Badan Nasional Penanggulangan Bencana (BNPB) mencatat setidaknya 3.000 bencana alam terjadi sepanjang tahun 2021.
Rangkaian bencana tersebut didominasi kejadian hidrometeorologi basah, seperti banjir, cuaca ekstrem dan tanah longsor, yang diperparah oleh adanya fenomena La Nina.
Beberapa catatan refleksi penanggulangan bencana 2021 disampaikan BNPB dipengujung tahun, yakni pentingnya literasi kebencanaan.
Hal tersebut perlu diketahui oleh masyarakat, khususnya tentang kejadian bencana besar yang pernah terjadi di masa lalu, seperti peristiwa siklon tropis Flores yang melanda Nusa Tenggara Timur (NTT) pada 1973 yang kembali terjadi pada tahun ini.
Sekretaris Utama BNPB Lilik Kurniawan menyatakan, literasi kebencanaan harus sampai kepada masyarakat.
“Tidak cukup berhenti kepada pemerintah daerah saja. Masyarakat di wilayah rawan bencana juga harus mengetahui potensi bahaya di sekitar, seperti di NTT,” jelasnya.
Pembelajaran berikutnya mengenai upaya mitigasi risiko gempa dengan penguatan bangunan dan kesiapsiagaan masyarakat.
“Ini tidak hanya pada pembangunan rumah yang baru tetapi juga penguatan tempat tinggal warga yang sudah ada dan berada di kawasan rawan gempa bumi,” katanya.
Lilik menuturkan, penguatan struktur bangunan atau retrofitting menjadi salah satu pilihan, tentunya harus dengan biaya murah dan bisa dilakukan sendiri oleh masyarakat.

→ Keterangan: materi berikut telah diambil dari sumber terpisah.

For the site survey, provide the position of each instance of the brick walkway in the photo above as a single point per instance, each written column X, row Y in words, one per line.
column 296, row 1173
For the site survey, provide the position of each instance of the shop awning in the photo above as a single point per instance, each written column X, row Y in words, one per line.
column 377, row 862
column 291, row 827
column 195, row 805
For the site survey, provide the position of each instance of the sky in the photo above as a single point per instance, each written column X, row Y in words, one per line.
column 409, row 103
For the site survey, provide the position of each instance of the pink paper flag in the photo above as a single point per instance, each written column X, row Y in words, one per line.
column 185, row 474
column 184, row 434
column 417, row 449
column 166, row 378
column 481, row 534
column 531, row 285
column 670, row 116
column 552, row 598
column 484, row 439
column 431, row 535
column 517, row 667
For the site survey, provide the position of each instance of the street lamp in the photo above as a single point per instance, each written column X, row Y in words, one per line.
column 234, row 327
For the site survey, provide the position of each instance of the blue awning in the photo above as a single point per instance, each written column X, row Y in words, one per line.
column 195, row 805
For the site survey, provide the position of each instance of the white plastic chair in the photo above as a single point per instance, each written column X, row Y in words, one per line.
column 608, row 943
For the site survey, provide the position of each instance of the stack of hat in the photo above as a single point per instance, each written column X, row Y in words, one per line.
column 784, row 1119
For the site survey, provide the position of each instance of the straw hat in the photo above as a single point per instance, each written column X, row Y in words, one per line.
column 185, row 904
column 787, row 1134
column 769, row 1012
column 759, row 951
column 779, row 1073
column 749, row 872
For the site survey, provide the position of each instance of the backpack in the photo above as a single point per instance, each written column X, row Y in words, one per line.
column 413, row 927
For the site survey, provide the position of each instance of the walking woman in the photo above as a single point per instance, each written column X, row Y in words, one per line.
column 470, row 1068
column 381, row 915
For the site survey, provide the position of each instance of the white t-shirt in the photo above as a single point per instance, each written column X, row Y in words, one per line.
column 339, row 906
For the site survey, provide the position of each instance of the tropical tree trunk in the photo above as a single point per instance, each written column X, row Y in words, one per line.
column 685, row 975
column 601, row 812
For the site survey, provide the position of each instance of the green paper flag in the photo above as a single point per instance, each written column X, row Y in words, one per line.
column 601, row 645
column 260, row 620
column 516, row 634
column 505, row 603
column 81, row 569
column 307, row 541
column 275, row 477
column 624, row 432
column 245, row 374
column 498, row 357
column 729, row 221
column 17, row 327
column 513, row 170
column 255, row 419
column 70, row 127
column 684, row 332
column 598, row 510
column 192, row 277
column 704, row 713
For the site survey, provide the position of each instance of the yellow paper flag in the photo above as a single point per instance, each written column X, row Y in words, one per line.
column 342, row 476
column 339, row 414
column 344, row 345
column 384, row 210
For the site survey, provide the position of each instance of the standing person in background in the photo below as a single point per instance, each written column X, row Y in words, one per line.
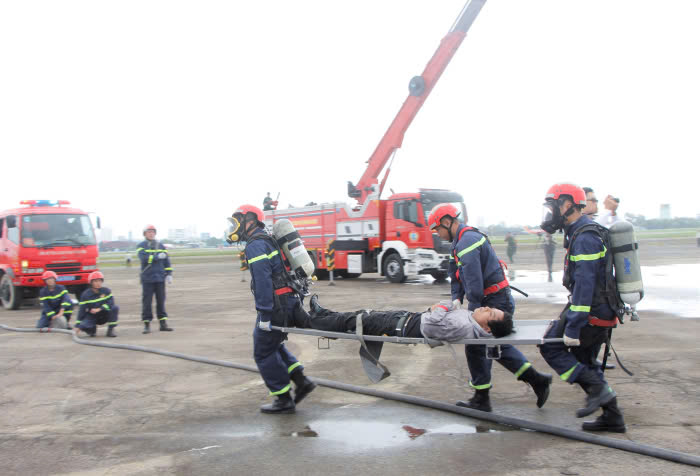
column 549, row 247
column 155, row 272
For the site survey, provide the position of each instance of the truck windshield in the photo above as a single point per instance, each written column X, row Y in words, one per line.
column 429, row 204
column 56, row 230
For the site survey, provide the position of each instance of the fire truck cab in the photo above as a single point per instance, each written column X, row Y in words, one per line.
column 389, row 236
column 45, row 235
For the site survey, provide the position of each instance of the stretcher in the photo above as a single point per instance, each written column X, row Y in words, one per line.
column 527, row 332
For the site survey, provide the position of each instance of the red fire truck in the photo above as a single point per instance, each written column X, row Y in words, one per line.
column 388, row 236
column 45, row 235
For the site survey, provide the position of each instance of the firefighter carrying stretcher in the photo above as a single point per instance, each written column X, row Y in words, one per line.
column 276, row 304
column 477, row 274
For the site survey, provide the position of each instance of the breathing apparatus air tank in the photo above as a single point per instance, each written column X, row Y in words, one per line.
column 628, row 273
column 293, row 248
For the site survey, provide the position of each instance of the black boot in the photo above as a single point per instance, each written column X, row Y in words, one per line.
column 304, row 386
column 315, row 307
column 480, row 401
column 283, row 404
column 539, row 383
column 611, row 419
column 598, row 393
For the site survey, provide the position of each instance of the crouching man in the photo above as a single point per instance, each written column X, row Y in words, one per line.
column 56, row 304
column 97, row 308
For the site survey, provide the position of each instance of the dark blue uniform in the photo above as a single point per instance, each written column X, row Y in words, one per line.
column 273, row 359
column 153, row 273
column 477, row 268
column 585, row 264
column 52, row 301
column 97, row 299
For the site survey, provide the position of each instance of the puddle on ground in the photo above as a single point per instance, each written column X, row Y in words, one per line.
column 373, row 434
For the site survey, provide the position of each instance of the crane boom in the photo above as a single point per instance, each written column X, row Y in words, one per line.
column 419, row 89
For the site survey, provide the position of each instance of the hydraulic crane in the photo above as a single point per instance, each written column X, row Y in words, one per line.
column 419, row 89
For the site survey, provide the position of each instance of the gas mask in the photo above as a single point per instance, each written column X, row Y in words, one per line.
column 552, row 219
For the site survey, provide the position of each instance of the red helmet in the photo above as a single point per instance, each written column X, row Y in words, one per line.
column 245, row 209
column 559, row 189
column 439, row 212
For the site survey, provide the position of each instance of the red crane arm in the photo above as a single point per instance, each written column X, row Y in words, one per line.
column 419, row 89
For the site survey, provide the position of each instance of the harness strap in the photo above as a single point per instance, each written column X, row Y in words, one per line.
column 496, row 287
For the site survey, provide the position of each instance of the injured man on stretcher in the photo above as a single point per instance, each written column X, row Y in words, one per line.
column 441, row 322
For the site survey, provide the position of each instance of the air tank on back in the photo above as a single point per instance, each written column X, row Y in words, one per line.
column 628, row 273
column 293, row 248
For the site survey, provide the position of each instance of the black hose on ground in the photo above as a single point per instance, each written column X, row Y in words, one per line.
column 619, row 444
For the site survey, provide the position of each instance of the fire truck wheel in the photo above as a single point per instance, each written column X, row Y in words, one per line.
column 393, row 268
column 10, row 295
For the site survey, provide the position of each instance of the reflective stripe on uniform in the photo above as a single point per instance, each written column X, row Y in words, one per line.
column 580, row 308
column 280, row 392
column 54, row 297
column 591, row 257
column 565, row 376
column 471, row 248
column 263, row 256
column 522, row 369
column 96, row 300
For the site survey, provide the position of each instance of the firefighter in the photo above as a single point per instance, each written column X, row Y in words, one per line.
column 276, row 304
column 477, row 275
column 585, row 321
column 96, row 308
column 55, row 302
column 155, row 272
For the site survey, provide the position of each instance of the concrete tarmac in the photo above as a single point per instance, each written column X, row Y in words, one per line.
column 72, row 409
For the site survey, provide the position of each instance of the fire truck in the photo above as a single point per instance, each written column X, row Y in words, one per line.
column 389, row 236
column 45, row 235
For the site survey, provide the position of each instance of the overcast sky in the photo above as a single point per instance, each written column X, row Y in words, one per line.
column 173, row 112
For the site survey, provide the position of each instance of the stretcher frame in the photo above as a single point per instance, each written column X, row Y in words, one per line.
column 527, row 332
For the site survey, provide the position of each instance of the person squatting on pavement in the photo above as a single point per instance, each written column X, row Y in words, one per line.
column 585, row 321
column 155, row 272
column 56, row 303
column 276, row 304
column 441, row 322
column 477, row 274
column 96, row 308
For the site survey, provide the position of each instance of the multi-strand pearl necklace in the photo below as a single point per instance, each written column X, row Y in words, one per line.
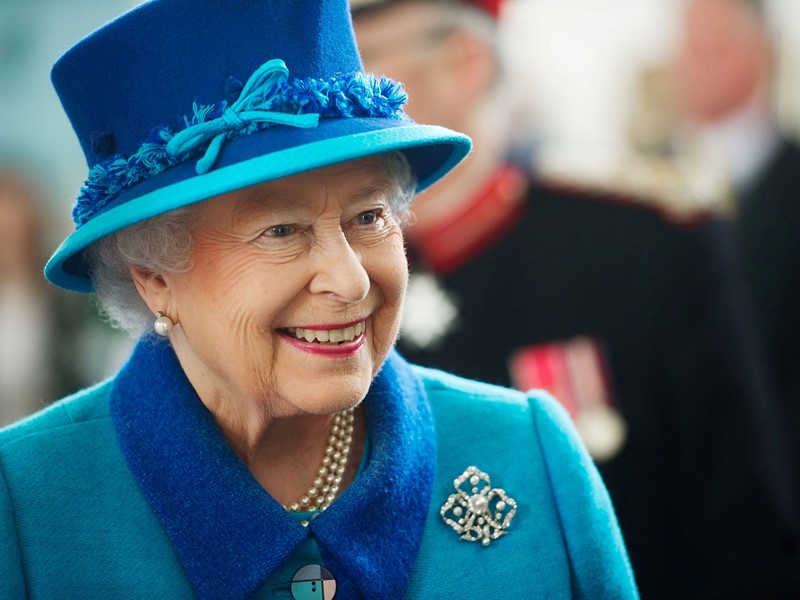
column 326, row 484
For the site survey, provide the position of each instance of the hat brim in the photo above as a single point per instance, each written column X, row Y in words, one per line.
column 432, row 151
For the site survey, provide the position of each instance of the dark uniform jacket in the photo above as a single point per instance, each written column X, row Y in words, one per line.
column 768, row 228
column 701, row 505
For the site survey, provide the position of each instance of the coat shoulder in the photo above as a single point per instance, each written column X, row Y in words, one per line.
column 87, row 405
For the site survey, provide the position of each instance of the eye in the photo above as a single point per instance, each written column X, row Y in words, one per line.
column 280, row 231
column 368, row 217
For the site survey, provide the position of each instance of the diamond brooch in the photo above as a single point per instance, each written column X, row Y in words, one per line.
column 477, row 511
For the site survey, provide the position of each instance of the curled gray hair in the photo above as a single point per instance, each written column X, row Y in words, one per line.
column 164, row 244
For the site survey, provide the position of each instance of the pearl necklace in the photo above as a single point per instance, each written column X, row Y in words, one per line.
column 326, row 484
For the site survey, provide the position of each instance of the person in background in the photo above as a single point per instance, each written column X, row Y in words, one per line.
column 26, row 373
column 243, row 213
column 638, row 324
column 51, row 343
column 725, row 73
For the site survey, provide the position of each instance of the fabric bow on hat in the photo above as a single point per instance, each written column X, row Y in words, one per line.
column 251, row 107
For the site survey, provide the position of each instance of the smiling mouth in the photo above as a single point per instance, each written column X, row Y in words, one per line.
column 332, row 337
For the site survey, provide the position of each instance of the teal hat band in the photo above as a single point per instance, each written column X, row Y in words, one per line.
column 267, row 99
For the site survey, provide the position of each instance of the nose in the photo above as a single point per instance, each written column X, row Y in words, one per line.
column 339, row 271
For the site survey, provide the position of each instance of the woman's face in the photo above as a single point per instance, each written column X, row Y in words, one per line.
column 294, row 298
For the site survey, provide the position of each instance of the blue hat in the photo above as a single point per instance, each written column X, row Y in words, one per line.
column 178, row 101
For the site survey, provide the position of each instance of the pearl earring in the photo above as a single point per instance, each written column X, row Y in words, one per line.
column 163, row 324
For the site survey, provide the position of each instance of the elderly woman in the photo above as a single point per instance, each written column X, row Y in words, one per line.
column 264, row 440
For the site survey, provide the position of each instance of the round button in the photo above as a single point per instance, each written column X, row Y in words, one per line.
column 313, row 582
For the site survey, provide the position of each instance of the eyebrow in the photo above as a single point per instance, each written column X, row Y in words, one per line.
column 250, row 201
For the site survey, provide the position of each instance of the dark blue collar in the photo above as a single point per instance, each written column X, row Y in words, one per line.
column 229, row 533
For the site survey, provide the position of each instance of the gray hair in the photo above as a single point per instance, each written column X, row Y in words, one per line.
column 164, row 244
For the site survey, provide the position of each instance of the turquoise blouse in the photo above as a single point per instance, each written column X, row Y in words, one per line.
column 129, row 490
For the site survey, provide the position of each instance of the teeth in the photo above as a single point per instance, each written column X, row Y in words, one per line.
column 333, row 336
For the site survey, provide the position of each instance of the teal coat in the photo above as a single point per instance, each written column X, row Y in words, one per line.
column 128, row 490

Masih terkait konteks tersebut, dia menambahkan perlu adanya mitigasi kultural dimana masyarakat diajak mengetahui langkah-langkah apabila gempa bumi terjadi, misalnya cara evakuasi, titik kumpul hingga simulasi atau latihan kesiapsiagaan.
Selanjutnya, kejadian bencana pada 2021 ini tidak terlepas dari faktor alih fungsi peruntukan lahan.
Menurut Lilik, permasalahn tata ruang, khususnya yang berbasis mitigasi risiko ini sesuatu yang mudah diucapkan tetapi pada tahapan implementasi masih menjadi tantangan, khususnya penekanan pada konteks penanggulangan bencana.
Oleh karenanya, dia meminta peran dari masyarakat dalam kontrol sosial di lapangan.
Selain itu, catatan mengenai pemulihan daya dukung lingkungan juga harus dilakukan secara optimal.
Kejadian hidrometeorologi basah pada tahun ini diperparah oleh menurunnya daya dukung lingkungan.
Perubahan lansekap secara masif terlihat yang pada gilirannya menyebabkan degradasi lingkungan pada sisi hulu dan sepanjang aliran sungai.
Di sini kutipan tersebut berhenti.